Though businesses are open, they are under strict limitations, such as reduced seating capacity in restaurants, for the uncertain future as states reopen in stages. The stocks leading the market higher are dependent on a stronger economy, Cramer said.

“That’s why I’m betting on the stay-at-home tech stocks,” he said. “Even though we’ll be able to go back to work at the office, I think it will never be the same now these companies have seen how much money they can save with remote work.”

The host has been advocating that investors take on a barbell investment strategy in an uncertain market. The strategy is intended to give portfolios exposure to stocks that would benefit from an economic rebound and that benefit from the current environment, should coronavirus concerns continue to linger.

Cramer is betting that the economy will experience a slow recovery rather than a rapid one. He recommended the so-called FAANG stocks — Facebook, Amazon, Apple, Netflix and Google parent Alphabet — as winning plays in a slow economy.

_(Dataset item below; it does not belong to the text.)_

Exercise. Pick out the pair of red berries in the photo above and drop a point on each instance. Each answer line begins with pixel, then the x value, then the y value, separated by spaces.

“This market’s ignoring what happens when the bountiful unemployment benefits and the Paycheck Protection Program run out over the summer, triggering a wave of small business bankruptcies,” Cramer said.

“Even though the mega-cap techs are in last place now, they’re the ones I’d bet [on] as people realize the economy looks a lot uglier once the stimulus goes away,” he added. “No, the FAANG stocks won’t win going away as usual, could be a photo finish, but they always own the homestretch.”